The first concept we need to understand to weed through the conflicting information we hear about the world’s oil supply is a simple formula, EROEI. It stands for “Energy Returned over Energy Invested.” Energy returned is the sum of all useful work that can be performed as the result of the process, including work that can be used to produce additional energy. Energy invested is the sum of all energy that would otherwise be available for human use. It does not include the “raw” energy of sunlight, wind energy, or crude oil.
If I can invest one unit of energy (could be calories, kilowatts, or joules; it doesn’t matter which unit) and get back 100, that’s a good trade. On the other hand, if I get back only two units for every one I invest, I begin to wonder whether I want to invest the effort. If I get back only one for each unit I invest, I’m just pushing energy around for no good reason. And if get back less than one unit for each unit I invest, well that’s just dumb.

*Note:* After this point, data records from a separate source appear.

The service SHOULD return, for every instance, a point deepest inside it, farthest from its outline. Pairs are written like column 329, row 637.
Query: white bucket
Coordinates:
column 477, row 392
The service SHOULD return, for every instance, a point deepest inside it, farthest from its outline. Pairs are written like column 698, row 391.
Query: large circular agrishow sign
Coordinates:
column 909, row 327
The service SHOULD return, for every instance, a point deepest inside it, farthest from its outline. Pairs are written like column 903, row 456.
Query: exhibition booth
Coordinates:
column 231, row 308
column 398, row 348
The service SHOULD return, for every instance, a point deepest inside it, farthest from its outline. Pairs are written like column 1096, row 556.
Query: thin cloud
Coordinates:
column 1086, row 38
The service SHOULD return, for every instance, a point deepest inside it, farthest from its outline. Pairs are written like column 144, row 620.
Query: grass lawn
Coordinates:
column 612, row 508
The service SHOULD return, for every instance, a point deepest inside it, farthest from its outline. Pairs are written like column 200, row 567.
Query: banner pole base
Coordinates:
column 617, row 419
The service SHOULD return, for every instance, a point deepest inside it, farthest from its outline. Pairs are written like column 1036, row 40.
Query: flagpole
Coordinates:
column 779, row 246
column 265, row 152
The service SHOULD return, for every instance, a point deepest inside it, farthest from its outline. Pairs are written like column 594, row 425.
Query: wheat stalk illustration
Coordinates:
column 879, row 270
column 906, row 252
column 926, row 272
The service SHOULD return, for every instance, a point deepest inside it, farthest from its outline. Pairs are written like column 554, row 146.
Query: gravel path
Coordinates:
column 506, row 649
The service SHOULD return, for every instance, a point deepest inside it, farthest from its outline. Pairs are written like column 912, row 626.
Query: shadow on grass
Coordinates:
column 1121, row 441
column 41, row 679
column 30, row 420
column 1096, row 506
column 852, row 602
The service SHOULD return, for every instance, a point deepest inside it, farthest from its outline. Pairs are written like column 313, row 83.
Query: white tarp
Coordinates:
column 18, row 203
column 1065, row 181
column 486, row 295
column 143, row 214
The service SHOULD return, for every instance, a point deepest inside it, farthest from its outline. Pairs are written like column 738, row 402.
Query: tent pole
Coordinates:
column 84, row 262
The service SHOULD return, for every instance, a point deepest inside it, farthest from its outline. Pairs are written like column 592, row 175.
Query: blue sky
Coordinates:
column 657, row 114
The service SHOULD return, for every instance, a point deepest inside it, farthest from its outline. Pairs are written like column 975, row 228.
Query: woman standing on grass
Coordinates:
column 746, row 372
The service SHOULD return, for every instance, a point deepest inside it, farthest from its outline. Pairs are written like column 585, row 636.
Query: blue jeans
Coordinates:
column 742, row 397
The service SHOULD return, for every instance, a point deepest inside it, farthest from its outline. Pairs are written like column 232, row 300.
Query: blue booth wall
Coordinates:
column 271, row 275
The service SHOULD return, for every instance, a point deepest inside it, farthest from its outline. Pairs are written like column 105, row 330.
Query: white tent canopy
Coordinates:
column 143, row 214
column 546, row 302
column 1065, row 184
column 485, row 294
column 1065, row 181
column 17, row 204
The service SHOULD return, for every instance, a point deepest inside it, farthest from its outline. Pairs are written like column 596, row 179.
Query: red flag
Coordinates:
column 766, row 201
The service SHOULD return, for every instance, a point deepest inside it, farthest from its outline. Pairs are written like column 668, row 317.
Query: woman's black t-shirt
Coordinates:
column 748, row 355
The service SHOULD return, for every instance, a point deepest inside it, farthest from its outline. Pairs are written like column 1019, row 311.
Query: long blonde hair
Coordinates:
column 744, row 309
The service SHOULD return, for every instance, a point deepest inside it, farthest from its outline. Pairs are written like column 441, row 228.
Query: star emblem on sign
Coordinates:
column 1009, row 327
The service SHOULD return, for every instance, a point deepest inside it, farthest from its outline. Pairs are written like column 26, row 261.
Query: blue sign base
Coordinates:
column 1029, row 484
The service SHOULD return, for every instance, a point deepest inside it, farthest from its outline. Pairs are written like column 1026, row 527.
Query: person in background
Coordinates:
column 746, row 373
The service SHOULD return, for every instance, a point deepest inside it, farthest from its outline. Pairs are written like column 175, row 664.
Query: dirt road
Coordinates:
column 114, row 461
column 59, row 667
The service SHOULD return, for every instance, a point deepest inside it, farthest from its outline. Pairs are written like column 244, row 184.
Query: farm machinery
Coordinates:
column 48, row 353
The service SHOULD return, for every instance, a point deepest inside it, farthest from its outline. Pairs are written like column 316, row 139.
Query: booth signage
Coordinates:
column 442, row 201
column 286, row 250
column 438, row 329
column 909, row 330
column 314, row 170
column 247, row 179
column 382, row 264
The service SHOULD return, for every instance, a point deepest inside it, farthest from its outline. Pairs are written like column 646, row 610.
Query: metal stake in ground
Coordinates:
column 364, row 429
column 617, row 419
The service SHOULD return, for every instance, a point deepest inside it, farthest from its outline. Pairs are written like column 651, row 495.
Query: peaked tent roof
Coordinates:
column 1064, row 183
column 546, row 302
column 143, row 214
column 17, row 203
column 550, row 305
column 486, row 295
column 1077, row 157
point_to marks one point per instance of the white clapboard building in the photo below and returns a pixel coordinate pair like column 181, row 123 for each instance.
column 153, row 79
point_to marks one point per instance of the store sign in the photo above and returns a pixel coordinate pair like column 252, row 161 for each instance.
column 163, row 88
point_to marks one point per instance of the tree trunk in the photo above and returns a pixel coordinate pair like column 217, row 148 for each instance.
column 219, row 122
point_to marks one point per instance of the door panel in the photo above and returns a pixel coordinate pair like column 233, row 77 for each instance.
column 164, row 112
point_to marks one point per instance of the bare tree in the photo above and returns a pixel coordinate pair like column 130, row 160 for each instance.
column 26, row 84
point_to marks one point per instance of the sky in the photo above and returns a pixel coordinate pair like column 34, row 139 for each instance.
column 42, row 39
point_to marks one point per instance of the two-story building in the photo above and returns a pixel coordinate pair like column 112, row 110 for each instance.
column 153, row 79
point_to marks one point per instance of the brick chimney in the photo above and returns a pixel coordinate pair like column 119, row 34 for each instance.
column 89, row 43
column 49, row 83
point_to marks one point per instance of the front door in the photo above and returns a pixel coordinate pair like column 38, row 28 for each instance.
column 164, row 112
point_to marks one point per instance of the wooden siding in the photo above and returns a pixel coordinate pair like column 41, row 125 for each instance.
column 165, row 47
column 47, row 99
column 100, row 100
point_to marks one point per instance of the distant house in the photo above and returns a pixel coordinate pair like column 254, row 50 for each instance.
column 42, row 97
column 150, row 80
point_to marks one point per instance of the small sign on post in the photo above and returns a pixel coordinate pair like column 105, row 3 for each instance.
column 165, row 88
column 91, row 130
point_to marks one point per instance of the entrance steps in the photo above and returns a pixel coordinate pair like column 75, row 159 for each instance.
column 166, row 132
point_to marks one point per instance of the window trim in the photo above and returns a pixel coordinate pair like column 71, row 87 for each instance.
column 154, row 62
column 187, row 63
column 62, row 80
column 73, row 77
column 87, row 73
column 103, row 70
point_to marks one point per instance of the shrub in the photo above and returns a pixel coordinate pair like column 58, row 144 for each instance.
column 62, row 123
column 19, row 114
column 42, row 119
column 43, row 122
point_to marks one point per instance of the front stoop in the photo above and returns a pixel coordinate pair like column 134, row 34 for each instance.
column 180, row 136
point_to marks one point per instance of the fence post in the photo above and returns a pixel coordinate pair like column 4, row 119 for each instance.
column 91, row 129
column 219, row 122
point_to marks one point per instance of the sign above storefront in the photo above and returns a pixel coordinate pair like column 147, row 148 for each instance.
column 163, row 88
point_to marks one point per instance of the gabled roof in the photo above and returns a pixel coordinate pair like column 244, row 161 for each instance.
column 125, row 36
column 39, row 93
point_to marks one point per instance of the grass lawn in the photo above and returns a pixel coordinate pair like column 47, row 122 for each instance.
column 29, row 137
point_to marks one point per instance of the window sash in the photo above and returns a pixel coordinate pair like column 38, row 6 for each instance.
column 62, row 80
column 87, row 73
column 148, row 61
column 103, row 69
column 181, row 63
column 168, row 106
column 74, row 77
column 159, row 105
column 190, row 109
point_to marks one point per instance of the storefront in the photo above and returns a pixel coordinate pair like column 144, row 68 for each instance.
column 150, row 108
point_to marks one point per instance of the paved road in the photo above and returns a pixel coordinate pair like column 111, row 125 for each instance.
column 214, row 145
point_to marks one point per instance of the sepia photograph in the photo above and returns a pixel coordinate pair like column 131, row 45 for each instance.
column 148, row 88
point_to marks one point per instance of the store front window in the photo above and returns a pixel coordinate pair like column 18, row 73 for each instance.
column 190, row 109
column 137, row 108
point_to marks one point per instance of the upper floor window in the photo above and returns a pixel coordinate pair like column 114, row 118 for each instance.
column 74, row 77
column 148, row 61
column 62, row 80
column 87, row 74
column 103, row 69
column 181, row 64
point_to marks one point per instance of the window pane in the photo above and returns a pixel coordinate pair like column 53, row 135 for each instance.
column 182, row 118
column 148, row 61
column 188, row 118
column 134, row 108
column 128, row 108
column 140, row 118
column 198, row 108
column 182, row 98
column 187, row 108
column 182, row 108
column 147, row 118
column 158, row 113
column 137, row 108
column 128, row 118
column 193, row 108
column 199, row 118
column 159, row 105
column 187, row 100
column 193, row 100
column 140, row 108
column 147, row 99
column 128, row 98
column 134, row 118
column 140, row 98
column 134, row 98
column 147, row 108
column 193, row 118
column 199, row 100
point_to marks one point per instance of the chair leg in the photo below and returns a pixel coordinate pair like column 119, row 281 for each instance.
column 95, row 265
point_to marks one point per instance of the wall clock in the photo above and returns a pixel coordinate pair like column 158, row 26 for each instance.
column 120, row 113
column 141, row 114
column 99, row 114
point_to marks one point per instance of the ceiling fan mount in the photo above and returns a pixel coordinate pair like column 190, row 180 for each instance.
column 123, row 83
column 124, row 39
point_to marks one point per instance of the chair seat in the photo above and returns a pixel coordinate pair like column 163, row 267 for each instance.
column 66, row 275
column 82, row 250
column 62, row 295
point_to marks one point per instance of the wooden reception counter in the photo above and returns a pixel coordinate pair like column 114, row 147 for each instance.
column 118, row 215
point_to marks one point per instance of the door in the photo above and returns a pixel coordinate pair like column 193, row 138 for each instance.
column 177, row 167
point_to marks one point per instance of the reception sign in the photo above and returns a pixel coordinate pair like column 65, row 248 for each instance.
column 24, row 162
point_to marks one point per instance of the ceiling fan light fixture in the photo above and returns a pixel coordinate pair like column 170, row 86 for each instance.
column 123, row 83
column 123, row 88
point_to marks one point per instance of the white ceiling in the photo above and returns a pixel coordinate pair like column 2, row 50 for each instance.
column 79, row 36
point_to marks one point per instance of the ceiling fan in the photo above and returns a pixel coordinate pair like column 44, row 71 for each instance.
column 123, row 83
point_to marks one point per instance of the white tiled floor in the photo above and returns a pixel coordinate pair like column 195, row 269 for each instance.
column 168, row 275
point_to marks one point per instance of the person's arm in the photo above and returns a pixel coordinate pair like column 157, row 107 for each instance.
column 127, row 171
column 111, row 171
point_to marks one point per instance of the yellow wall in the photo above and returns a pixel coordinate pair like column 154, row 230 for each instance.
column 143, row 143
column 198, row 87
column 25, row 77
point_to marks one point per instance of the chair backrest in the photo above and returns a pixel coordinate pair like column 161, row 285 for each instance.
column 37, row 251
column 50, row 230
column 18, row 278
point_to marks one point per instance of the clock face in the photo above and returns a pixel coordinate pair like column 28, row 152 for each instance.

In the first days of oil extraction in the U.S., it was not uncommon to get back 50 barrels of oil for every barrel consumed. And that’s still the case with the aging fields like Ghawar in the Middle East. Now, because all the “gushers” are tapped out, it’s more typical to get rates of 3:1 or even less from new wells. The average EROEI for U.S. domestic oil extraction today is a shade under 10:1 and dropping.
And when someone tells you how much conventional oil there is remaining in the world, remember that the easy oil is gone or going. What is left will be oil that is in deeper waters, in less hospitable climates, harder to find, and in smaller deposits. All that difficulty translates to more and more unappealing rates of EROEI.
So the oil will still be there, there will still be lots of it, and we will still be able to get at it. But when it takes more energy to get it than we get back, continuing to extract it would be, well, dumb.
It’s worth noting that the concept of EROEI is incomplete in one important sense: it makes no attempt to include depletion as “energy invested.” So in EROEI terms, an extraction process that consumed all quantities of an available resource within one year might seem equivalent to or superior to one that carefully nursed that same resource to last 15-20 years.